第56話:王座の饗宴――王都再構築と、蹂躙される「矜持」
かつて栄華を極めた王都『ルミナス』。その中央にそびえる白亜の王城は、今やアルスの指先一つで漆黒の魔導結晶へと【再構築】されていた。城壁には、生きたまま石像へと変えられた近衛騎士たちが「永遠の守護」を強制され、空には黒い翼を広げたセレスティアが、絶望を撒き散らしながら旋回している。
玉座の間。
アルスは、かつての国王を足蹴にするようにして、禍々しい輝きを放つ漆黒の玉座に深く腰を下ろしていた。
「……あ、アルス……貴様……。この国を、民をどうするつもりだ……っ!」
床に組み伏せられているのは、王女エルーシャ。かつてアルスがギルドで不当な扱いを受けていた際、見て見ぬふりをした高慢な王族だ。彼女の美しい金髪は泥に汚れ、その瞳は恐怖と屈辱に濡れている。

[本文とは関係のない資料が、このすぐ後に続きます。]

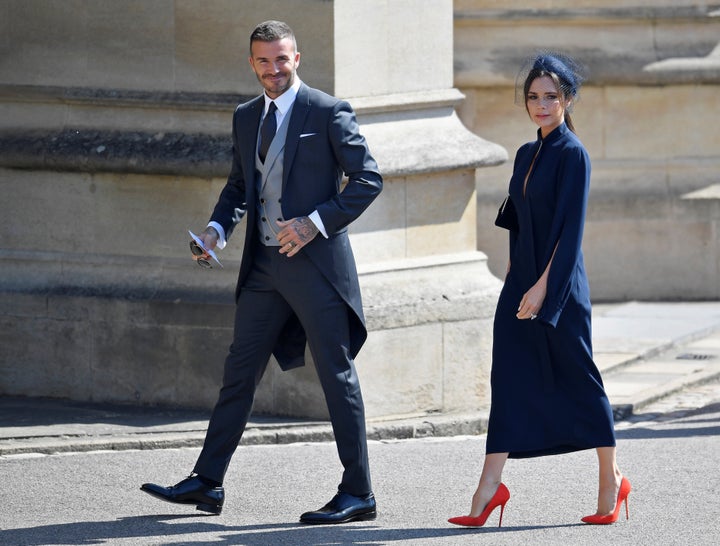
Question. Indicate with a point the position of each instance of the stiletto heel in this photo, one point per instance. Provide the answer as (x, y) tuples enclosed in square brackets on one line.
[(500, 498), (623, 494)]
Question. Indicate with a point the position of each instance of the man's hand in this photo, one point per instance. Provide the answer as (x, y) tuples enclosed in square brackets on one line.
[(295, 234), (209, 238)]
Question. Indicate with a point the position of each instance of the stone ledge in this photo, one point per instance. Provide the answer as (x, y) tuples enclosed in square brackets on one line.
[(200, 155), (644, 13)]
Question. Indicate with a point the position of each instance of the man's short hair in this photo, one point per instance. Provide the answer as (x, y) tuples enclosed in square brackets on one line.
[(271, 31)]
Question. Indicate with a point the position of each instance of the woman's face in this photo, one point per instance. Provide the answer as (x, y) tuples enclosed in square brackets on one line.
[(545, 104)]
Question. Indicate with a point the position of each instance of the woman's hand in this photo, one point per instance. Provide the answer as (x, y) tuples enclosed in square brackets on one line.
[(533, 299)]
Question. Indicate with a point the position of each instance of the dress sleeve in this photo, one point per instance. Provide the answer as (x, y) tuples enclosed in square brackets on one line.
[(566, 232)]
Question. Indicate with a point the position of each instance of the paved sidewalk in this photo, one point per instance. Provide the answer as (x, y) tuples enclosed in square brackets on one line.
[(646, 351)]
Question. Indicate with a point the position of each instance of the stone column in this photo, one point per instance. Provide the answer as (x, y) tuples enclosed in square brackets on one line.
[(123, 141)]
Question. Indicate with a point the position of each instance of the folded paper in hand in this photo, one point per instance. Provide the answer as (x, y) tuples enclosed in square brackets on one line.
[(211, 253)]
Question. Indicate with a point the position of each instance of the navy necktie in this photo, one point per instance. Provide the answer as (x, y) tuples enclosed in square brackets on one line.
[(267, 131)]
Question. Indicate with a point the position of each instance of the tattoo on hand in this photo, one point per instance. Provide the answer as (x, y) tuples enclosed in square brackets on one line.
[(305, 229)]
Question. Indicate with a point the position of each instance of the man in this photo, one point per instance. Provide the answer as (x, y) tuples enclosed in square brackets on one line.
[(298, 280)]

「……どうもしないよ。……ただ、君たちの『価値』を、俺の都合の良いように書き換えるだけだ」
アルスが手をかざすと、エルーシャの身体を縛る鎖が、生温かい「肉の触手」へと変質し、彼女の柔らかな肌を這い回る。
「ひぅっ……!? やめて……何、これ……っ、中が、熱い……っ!!」
「【因果律再構築(奴隷化・リ・コンストラクト)】――開始」
アルスの漆黒の魔力が、エルーシャの脳内にある「王族としての誇り」を、一瞬で「アルスへの狂信的な欲求」へと反転させた。
一秒前まで憎悪を滾らせていた彼女の瞳から光が消え、代わりに蕩けた情欲の色が溢れ出す。

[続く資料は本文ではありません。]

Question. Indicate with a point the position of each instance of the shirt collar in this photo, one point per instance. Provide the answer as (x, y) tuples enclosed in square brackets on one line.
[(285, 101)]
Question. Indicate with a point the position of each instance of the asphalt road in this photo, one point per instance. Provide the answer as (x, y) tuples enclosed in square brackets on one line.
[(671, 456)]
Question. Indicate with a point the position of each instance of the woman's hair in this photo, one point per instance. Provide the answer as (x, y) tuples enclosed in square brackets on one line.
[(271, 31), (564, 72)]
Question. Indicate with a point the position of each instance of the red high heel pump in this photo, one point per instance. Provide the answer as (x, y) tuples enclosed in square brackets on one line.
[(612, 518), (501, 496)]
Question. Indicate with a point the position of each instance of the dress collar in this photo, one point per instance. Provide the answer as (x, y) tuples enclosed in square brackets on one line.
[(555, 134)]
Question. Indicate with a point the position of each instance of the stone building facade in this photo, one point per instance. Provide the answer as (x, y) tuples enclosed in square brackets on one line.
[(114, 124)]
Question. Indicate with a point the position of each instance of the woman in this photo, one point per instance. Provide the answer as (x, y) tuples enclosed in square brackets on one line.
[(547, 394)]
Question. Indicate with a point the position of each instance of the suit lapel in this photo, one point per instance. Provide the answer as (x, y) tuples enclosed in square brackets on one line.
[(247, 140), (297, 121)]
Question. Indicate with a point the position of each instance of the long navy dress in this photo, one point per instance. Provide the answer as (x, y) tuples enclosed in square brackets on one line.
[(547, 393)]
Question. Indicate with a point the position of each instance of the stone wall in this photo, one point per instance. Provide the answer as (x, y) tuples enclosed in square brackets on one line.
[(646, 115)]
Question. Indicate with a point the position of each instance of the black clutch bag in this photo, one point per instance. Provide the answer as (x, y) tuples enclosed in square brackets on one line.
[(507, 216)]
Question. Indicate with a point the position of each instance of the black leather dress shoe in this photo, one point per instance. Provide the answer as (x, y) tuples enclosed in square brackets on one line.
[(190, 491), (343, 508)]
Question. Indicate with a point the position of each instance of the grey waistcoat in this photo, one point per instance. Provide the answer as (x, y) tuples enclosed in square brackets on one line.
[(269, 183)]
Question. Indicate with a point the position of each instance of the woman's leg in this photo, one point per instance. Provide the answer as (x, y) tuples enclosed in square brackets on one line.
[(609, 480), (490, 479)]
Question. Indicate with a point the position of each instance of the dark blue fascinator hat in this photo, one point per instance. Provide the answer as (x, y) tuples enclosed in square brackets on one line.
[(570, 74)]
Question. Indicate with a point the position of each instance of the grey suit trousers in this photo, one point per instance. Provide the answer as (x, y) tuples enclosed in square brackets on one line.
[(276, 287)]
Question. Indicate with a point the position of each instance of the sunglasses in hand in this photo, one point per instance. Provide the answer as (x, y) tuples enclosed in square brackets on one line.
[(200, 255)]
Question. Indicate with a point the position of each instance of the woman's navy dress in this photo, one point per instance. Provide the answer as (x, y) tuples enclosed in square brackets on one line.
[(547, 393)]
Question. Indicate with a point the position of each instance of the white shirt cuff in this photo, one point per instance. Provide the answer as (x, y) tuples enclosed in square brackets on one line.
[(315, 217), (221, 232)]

「……あ、あぁぁ……。主様……。私、私は……貴方の、おもちゃ……ですわ。……どうぞ、好きに、壊して……っ」
王女が、自らドレスを裂き、アルスの足元で犬のように這いつくばる。
その光景を、背後に控えていたセレスティアとアイリスが、冷酷な笑みを浮かべて見つめていた。

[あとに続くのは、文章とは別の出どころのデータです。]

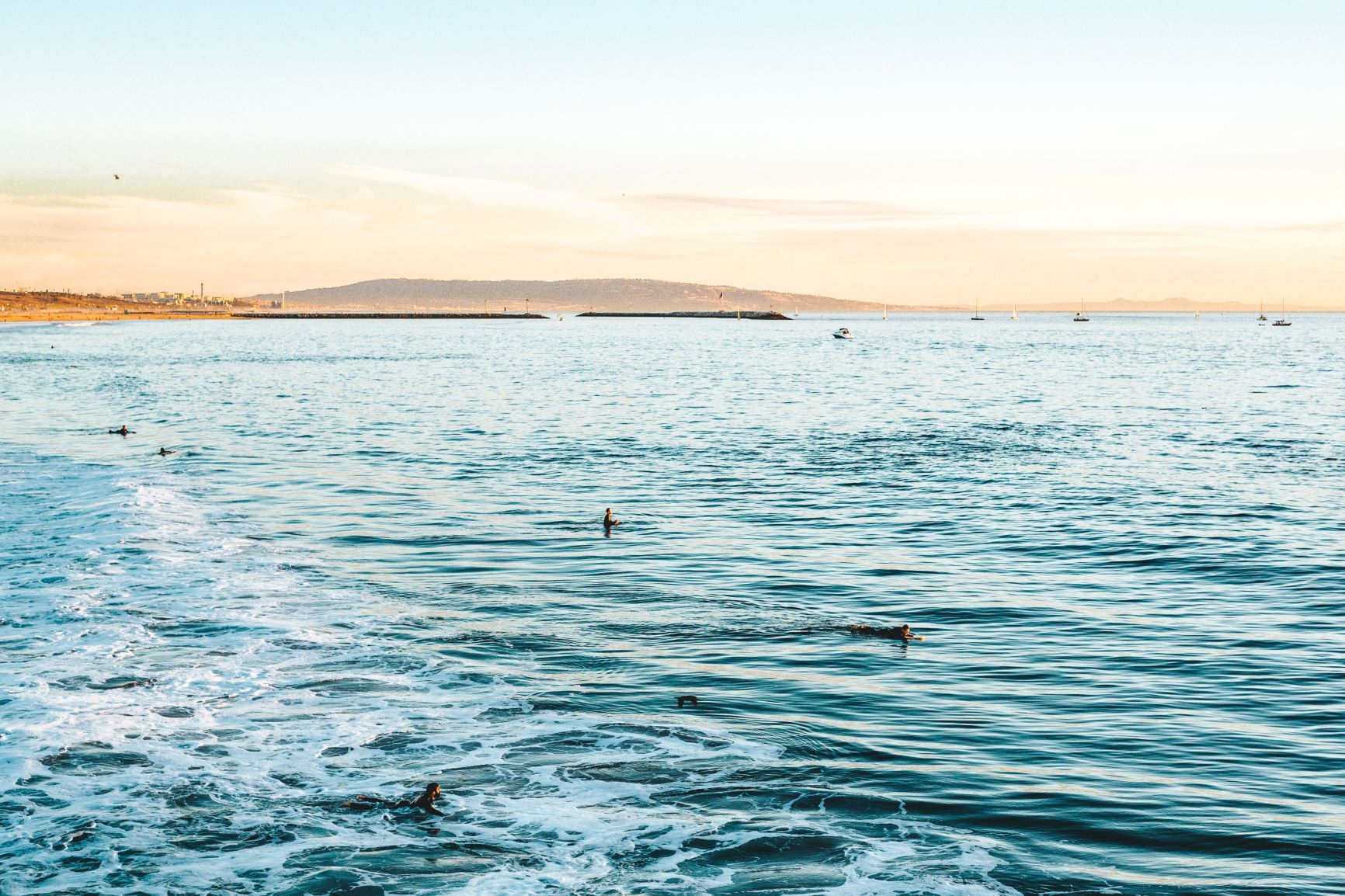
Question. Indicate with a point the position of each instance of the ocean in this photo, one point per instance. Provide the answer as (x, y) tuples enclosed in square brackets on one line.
[(376, 560)]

「ふふ。……新しい『苗床』が増えましたわね、アルス様。……この女の矜持を、もっと無残に、もっと淫らに、私が『再教育』して差し上げますわ」
セレスティアがエルーシャの髪を掴み、その耳元で「魔王の慈悲」を呪文のように囁く。アイリスもまた、魔剣の柄でエルーシャの顎を突き上げ、彼女の「屈服」を肉体的に確認していった。
「……さて。……これで王都の『掃除』は終わったね、ネルガル」
アルスは、影の中から現れたネルガルに視線を向けた。
ネルガルは手元の魔石を弄びながら、不気味な笑みを深くする。
「……ああ、完璧だ。……だが、鑑定士。……お前が半分捨てたその『心』の隙間が、少しずつ疼き始めていないか? ……復讐を遂げ、すべてを支配したその先に、何が残るのか……」
ネルガルが指を鳴らすと、玉座の影から「もう一人の女」が音もなく現れた。
それは、これまでのヒロインたちの誰とも違う、アルスの「慈悲」の残滓を材料に、ネルガルが再構築した『第7のヒロイン』――。
「……マスター。……お帰りなさいませ。……貴方の『罪』を、共に背負う準備はできております」
感情を欠いた、無機質な美貌を持つ少女。
彼女が現れた瞬間、セレスティアたちの瞳に、これまでにない「激しい嫉妬」の炎が宿る。
「……ネルガル。……これは、何の冗談だ?」
「冗談? ……まさか。……お前の『救えなかった想い』の形だよ。……さあ、この都を、さらなる悦楽と絶望の坩堝に変えようじゃないか」
王都の夜は、魔王を称える悲鳴と、悦びの喘ぎ声に包まれていく。